Sunday, March 26, 2006

Cindy Walker, R. I. P.

Cindy Walker, prolific country songwriter, dies at 87

Texan wrote 500 songs, including 'You Don't Know Me' and 'Bubbles in My Beer'


AMERICAN-STATESMAN STAFF
Friday, March 24, 2006

She had never stepped inside a honky-tonk before writing "Bubbles In My Beer," one of the greatest country and western drinking songs ever, for Bob Wills. Her material ranged from the smooth ballad "Anne Marie" for country crooner Jim Reeves to the pop of "Dream Baby" for Roy Orbison to the wacky "Barstool Cowboy From Old Barstow" for Spike Jones and the City Slickers.

"Cindy Walker never wrote a bad song in her life," Nashville producer Fred Foster said two years ago when the prolific first lady of country songwriting was feted with a tribute concert at the Paramount Theatre. The spritely, gregarious Walker, whose best-known composition, "You Don't Know Me," was recorded by everyone from Eddy Arnold and Ray Charles to Elvis Presley and Michael Bolton, got up and danced a jig in the aisles a few times during the Paramount show.
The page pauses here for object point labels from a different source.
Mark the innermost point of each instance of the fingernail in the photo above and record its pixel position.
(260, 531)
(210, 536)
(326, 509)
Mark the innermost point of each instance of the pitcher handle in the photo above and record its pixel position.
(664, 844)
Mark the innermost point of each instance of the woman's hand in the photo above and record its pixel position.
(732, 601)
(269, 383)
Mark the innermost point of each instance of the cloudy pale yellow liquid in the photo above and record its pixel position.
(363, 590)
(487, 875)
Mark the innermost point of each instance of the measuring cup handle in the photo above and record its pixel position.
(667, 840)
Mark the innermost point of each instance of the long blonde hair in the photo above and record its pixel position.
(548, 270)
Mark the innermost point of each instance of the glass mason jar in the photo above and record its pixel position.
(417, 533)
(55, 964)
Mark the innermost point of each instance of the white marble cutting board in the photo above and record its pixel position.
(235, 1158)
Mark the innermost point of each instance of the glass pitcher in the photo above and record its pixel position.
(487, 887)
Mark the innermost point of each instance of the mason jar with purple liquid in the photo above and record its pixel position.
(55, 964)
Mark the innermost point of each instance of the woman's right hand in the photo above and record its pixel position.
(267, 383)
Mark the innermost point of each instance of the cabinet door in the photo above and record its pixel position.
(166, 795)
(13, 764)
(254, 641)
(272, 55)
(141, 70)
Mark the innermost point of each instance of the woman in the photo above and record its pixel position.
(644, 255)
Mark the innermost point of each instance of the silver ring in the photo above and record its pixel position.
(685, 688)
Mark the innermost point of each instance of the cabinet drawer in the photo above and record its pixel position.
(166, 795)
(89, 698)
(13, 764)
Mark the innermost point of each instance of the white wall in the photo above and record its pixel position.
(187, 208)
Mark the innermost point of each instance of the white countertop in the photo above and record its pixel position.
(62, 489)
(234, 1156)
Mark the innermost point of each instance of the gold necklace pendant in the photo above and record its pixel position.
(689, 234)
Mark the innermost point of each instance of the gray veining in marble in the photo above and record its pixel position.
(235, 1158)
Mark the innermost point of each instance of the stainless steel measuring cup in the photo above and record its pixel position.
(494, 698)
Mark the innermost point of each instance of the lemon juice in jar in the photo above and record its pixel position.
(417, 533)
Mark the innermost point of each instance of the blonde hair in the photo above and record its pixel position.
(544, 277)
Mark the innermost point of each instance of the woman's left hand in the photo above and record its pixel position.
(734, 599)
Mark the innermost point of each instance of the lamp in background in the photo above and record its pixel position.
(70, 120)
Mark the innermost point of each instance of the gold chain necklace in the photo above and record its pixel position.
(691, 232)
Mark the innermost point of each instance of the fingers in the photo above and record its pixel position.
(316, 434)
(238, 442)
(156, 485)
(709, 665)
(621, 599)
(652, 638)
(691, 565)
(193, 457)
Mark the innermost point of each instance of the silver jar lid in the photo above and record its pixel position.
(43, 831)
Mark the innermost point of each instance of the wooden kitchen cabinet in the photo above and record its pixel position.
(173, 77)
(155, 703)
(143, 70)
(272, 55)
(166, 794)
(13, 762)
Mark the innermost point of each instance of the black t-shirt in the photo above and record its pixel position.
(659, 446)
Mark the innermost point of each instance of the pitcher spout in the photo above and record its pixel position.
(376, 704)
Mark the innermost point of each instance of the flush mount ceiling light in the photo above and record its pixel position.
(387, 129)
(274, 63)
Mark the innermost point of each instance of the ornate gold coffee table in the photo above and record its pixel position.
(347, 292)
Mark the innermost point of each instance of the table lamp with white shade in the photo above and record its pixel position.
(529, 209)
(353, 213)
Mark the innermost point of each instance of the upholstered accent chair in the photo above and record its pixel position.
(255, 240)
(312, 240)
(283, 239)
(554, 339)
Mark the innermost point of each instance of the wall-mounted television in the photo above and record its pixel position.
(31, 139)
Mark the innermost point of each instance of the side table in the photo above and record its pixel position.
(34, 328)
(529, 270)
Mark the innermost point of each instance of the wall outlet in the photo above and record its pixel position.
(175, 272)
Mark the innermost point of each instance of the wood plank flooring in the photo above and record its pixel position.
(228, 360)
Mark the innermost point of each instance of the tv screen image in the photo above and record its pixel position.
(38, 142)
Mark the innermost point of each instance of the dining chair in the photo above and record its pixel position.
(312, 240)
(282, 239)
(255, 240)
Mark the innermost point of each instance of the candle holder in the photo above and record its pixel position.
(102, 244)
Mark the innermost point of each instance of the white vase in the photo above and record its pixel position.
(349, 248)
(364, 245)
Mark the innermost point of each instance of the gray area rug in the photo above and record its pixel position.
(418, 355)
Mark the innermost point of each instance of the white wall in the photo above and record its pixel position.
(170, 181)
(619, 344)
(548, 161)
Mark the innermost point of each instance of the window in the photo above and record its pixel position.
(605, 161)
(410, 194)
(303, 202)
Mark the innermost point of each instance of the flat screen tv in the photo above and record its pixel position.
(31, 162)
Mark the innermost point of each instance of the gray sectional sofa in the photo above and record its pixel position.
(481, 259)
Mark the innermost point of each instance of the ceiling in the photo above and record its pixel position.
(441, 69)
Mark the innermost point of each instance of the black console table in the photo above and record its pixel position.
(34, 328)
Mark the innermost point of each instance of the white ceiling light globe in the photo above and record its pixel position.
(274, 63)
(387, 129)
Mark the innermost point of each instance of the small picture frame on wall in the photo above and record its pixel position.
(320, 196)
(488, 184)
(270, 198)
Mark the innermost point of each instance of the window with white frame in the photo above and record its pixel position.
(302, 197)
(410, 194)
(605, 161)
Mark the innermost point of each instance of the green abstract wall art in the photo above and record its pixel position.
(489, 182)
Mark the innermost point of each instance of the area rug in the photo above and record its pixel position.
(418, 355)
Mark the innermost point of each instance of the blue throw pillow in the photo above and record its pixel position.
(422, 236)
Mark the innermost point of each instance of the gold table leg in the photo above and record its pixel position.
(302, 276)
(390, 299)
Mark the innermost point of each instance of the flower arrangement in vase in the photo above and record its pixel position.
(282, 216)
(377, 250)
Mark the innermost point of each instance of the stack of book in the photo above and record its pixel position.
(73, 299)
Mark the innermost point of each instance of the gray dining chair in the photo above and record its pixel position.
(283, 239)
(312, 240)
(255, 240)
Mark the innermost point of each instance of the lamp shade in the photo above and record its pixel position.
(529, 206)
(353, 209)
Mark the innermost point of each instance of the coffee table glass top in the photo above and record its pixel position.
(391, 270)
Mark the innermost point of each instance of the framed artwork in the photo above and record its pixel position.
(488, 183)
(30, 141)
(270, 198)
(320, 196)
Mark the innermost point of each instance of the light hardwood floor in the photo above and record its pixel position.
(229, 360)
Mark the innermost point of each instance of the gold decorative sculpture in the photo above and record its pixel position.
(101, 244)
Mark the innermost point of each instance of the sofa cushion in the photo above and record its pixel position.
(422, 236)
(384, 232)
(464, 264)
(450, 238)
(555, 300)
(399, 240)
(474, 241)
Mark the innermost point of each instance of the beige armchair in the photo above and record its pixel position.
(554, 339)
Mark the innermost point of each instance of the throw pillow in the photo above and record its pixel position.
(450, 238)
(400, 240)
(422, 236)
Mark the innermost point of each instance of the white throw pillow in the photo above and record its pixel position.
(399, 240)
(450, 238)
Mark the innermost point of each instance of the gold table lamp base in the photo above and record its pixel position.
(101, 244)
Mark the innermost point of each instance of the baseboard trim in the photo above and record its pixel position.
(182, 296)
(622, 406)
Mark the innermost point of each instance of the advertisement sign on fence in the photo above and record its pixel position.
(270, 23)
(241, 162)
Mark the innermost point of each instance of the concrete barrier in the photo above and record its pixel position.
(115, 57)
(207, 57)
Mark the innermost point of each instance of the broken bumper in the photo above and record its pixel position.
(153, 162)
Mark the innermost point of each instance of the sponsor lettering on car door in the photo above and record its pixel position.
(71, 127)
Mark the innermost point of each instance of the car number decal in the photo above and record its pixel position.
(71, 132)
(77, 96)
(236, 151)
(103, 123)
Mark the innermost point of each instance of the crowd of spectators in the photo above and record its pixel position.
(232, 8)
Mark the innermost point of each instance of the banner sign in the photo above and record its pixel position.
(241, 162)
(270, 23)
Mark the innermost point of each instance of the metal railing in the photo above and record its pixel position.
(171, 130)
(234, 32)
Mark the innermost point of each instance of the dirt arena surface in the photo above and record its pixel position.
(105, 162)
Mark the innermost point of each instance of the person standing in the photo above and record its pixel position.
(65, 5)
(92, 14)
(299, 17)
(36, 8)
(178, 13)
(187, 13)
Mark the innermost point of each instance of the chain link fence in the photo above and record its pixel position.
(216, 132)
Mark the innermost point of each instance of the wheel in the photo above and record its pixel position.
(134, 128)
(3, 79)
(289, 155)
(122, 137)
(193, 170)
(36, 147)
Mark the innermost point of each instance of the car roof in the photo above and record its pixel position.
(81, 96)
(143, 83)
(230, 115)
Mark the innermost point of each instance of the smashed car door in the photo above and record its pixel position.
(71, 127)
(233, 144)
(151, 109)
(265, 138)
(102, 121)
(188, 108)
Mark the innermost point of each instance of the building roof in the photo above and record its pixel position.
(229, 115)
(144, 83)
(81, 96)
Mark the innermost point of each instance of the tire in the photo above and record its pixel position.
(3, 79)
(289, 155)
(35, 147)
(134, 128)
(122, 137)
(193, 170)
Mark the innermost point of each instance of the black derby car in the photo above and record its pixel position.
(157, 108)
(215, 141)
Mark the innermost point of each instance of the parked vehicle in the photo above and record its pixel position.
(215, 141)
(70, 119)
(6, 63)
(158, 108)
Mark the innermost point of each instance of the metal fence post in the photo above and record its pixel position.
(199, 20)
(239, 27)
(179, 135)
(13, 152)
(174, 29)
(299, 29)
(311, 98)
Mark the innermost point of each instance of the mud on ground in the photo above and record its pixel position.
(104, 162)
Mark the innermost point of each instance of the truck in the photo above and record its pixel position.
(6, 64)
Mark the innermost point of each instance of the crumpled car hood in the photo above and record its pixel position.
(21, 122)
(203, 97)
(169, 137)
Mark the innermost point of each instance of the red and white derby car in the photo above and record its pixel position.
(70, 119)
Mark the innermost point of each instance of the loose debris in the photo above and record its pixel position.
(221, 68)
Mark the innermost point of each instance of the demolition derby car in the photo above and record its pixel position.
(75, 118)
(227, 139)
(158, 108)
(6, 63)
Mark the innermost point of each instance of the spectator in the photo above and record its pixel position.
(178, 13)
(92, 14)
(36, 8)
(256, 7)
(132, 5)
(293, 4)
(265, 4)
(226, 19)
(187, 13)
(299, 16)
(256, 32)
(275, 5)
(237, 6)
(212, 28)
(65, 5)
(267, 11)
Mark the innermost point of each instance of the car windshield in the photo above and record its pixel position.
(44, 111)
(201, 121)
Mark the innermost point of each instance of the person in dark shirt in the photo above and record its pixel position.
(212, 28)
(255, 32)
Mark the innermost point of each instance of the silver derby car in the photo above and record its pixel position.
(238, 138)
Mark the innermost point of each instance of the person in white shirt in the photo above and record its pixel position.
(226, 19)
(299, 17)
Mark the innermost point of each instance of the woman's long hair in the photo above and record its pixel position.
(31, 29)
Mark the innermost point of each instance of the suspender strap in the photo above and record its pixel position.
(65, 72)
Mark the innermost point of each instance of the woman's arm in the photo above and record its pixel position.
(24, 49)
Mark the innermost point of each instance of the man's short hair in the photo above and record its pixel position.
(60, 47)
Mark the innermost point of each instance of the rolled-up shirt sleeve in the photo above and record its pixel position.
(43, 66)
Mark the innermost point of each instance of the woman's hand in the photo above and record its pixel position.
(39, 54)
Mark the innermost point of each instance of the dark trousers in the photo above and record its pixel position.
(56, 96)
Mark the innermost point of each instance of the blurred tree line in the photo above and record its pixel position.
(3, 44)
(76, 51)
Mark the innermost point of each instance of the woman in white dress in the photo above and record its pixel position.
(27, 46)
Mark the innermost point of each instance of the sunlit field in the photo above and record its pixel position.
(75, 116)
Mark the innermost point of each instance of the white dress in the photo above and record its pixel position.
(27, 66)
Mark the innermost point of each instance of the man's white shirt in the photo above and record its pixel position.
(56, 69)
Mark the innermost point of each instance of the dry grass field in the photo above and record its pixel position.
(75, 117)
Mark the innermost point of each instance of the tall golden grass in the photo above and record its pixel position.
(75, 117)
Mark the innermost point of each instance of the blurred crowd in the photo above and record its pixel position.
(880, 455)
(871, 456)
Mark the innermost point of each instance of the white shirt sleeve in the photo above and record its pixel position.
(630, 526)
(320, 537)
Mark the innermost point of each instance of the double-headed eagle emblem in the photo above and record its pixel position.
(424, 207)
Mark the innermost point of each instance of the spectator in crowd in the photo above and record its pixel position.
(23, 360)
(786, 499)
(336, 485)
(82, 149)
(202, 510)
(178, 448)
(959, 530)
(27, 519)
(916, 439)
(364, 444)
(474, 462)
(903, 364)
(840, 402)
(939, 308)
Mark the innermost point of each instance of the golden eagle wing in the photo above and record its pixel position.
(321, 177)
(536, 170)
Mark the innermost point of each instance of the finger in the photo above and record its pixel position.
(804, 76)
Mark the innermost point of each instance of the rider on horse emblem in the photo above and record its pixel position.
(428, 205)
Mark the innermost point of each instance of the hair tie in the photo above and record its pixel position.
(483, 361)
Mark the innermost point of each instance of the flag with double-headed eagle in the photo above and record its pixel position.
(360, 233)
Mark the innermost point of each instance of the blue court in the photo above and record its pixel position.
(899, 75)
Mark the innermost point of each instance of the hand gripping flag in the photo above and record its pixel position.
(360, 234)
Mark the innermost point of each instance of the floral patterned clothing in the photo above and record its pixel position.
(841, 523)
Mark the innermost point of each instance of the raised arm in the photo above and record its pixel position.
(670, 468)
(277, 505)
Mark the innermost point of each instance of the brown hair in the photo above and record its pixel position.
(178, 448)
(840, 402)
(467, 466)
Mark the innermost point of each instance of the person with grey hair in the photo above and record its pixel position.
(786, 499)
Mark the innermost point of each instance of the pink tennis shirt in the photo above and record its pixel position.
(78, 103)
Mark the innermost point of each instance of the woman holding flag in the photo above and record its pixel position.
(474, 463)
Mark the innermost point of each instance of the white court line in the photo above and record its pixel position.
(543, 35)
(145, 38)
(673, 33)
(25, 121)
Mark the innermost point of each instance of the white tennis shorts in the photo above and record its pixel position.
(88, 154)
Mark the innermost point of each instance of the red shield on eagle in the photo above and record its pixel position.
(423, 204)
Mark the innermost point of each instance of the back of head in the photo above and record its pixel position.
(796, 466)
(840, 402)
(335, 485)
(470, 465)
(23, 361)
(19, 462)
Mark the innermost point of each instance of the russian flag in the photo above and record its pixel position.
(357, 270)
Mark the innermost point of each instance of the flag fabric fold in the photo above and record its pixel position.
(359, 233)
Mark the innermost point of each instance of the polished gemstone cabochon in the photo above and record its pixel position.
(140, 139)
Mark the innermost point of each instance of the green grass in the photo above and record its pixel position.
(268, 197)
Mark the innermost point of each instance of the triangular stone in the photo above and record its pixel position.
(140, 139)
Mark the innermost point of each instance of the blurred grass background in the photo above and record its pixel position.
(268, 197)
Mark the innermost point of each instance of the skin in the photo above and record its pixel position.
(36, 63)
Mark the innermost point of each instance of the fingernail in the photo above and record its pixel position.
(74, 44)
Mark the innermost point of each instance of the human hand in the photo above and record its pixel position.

It seemed like she would live forever.

courtesy of The Country Music Hall of Fame


Willie Nelson
"You Don't Know Me"


XL Feature (includes audio)

A Pioneer Songstress

Jill Johnson
for ENCORE

Cindy Walker, legendary Western songwriter, was inducted into the National Cowgirl Museum and Hall of Fame on Friday at the Worthington Hotel in Fort Worth.

But Walker, the subject of a new tribute album by Willie Nelson, died Thursday evening soon after being checked into a hospital in her native Mexia, about 40 miles east of Waco, with respiratory problems. She was 87.

"She affected me and everyone else who came along after her," Nelson said in a statement announcing the release of "You Don't Know Me: The Songs of Cindy Walker," which hit stores March 14. "We had to have heard her music before we could do ours."

The first woman inducted into the Nashville Songwriters Hall of Fame in 1970, Walker said in a 2004 interview with the American-Statesman that in a career that spanned seven decades, with nearly 500 songwriting credits, she never experienced discrimination or thought of herself as a rarity in a male-dominated field.

"The one thing that everybody in the music business is always looking for is a good song," she said. "If you could write some, it didn't matter if you were male, female or orangutan."

The last time I went out of town for a regional SF convention, we lost Don Knotts and Darren McGavin. This time it was Cindy Walker, the pride of my hometown of Mexia, Texas, and Buck Owens. I may stay at home from now on.

4 comments:

Anonymous said...

"You Don't Know Me" is one of my favorite Ray Charles songs.

And didn't Ray do some Buck Owens stuff too?

mybillcrider said...

If he didn't, he should have.

Ivan G Shreve Jr said...

You Don't Know Me is a classic country song--but my favorite rendition is that of Mickey Gilley's.

mybillcrider said...

I think the original hit was by Eddy Arnold, back in the '40s. But I could be wrong.